Hyperliquid for total beginners

What Hyperliquid is, why ~70% of on-chain perp volume runs through it, and what you actually need to know before placing your first trade.

If you've spent five minutes in crypto Twitter lately, you've heard about Hyperliquid. As of early 2026 it accounts for roughly 70% of all on-chain perpetual trading volume — which is the kind of dominance that doesn't usually happen in crypto without something real underneath it.

Here's what it actually is, why it caught on, and what to know before you trade there.

What Hyperliquid is

Hyperliquid is a perpetual futures exchange that runs on its own custom layer-1 blockchain. Two pieces matter:

It's an order book DEX, not an AMM. Most decentralized exchanges you've used (Uniswap, Curve) use automated market makers — pools of tokens you swap against. Hyperliquid uses a real order book, the same model centralized exchanges use. That makes it feel like trading on Binance instead of swapping through a liquidity pool.

It's non-custodial. Your funds sit in a wallet you control, not in an exchange account. There's no "Hyperliquid holds my money" — they hold the order book and matching engine, you hold the assets.

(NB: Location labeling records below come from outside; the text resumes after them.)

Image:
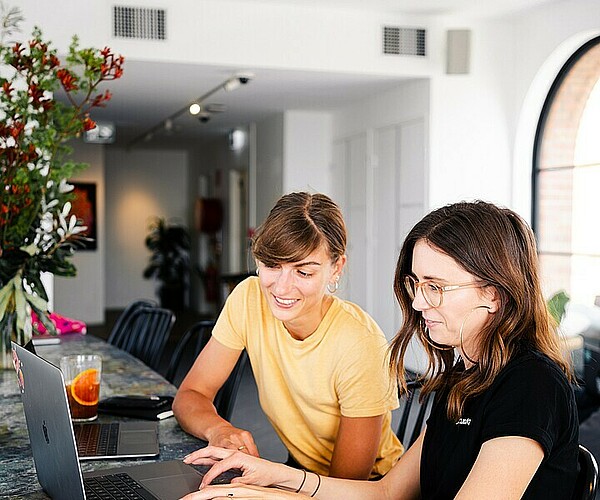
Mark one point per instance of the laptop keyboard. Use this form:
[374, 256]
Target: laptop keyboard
[114, 487]
[97, 440]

Combine those two and you get an exchange that trades like a CEX but settles like a DEX. That combination is most of why it grew.

Why it took over

The growth wasn't because Hyperliquid had better marketing. It was because:

Performance. Order placement, cancellation, and fills happen at speeds close to centralized exchanges. Most prior perp DEXs were slow, expensive, or both.

Real liquidity. Tight spreads on the major perps (BTC, ETH, SOL, etc.) means you don't pay 30 bps in slippage on a normal-sized trade.

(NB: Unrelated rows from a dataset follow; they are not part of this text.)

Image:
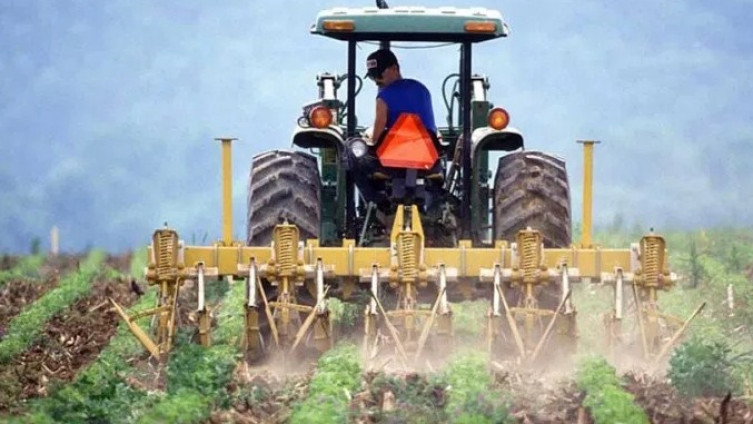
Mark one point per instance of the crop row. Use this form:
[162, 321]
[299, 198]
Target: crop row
[197, 377]
[27, 326]
[27, 267]
[605, 398]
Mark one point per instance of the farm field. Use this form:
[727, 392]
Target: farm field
[65, 356]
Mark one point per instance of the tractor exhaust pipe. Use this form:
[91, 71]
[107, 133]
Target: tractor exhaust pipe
[227, 191]
[588, 154]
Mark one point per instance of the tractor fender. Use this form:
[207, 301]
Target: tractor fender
[319, 138]
[487, 138]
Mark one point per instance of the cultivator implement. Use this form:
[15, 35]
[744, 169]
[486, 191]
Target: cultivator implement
[408, 286]
[367, 222]
[408, 271]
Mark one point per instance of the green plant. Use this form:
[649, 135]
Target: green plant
[606, 399]
[471, 398]
[197, 377]
[99, 393]
[701, 368]
[337, 375]
[27, 267]
[27, 326]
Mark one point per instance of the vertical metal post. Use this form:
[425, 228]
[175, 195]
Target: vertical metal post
[465, 105]
[588, 148]
[350, 193]
[201, 310]
[566, 290]
[54, 241]
[227, 190]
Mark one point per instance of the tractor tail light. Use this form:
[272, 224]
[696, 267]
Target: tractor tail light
[480, 26]
[320, 117]
[339, 25]
[498, 118]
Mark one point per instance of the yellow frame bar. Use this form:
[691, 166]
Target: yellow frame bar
[349, 260]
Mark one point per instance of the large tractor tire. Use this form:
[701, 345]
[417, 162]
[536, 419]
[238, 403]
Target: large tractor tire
[283, 185]
[531, 190]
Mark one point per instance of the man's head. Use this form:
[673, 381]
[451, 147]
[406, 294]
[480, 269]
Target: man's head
[382, 67]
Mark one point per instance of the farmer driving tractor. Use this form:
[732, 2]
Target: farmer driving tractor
[404, 136]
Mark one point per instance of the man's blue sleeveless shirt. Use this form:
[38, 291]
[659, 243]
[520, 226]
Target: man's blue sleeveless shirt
[408, 96]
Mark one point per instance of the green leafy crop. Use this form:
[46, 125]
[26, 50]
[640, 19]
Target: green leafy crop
[608, 402]
[338, 374]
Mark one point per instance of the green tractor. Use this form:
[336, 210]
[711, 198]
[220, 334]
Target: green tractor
[453, 196]
[425, 225]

No KYC, no geofence drama. You connect a wallet and trade. Whether that's a feature or a risk depends on who you are.

HIP-3 tokens. Anyone can list a custom perp market on Hyperliquid (subject to collateral rules). New venues get experimental products — leveraged plays on tokenized stocks, indexes, exotic baskets — that mainstream exchanges won't touch.

What you actually need to know before trading

A few things that trip up new HL users:

Bridge from Arbitrum. You fund Hyperliquid by bridging USDC from Arbitrum. That's the entry point. Trying to bridge directly from Ethereum L1 won't work — you need to route through Arbitrum first.

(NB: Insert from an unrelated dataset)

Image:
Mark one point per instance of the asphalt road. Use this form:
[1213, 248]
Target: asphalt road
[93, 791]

Sub-accounts exist. You can create isolated sub-accounts for different strategies. Useful if you don't want one bad trade liquidating your entire stack.

Funding is hourly, not 8-hourly. Most CEX perps charge funding every 8 hours. Hyperliquid charges every hour. Same total cost on average, but it changes how the number on screen reads. (+0.01% hourly ≈ +87% APR — see our funding rates post.)

Liquidation prices are real. Non-custodial doesn't mean unliquidatable. If your collateral drops below the maintenance margin, you get liquidated like anywhere else. Always know your liquidation price before opening.

HIP-3 listings vary wildly in liquidity. The major markets are deep. Some HIP-3 ones are thin and you'll move the price by trading. Check the order book depth, not just the spread.

Common new-user mistakes

The patterns we see most often:

  • Bridging too much in one go. First-time users move their whole stack across, then panic when one trade goes wrong. Bridge a test amount, place a tiny trade, get used to the UI, then bridge real size.
  • Ignoring the funding column. New traders see "+price up, position green" and don't notice they're paying 80% APR funding to hold that long.
  • Using max leverage by default. Hyperliquid lets you crank leverage high. You don't have to. Pick the leverage that matches your risk tolerance, not the maximum the venue allows.
  • Treating HIP-3 tokens like majors. A new HIP-3 perp on a small-cap token can move 20% on a single retail-sized order. Size accordingly.

Where this fits

You can trade Hyperliquid directly through their web UI — it's good. Or you can trade it through a chat interface like Archer if you'd rather check positions and place trades from where you already are (Telegram, Signal, web).

Either way: the venue is real, the liquidity is real, and the risks are real. Hyperliquid being non-custodial doesn't make it safe. It makes it your responsibility, which is harder, not easier.

If you're going to trade perps in 2026, you're probably going to end up on Hyperliquid eventually. Better to learn it deliberately than by losing money.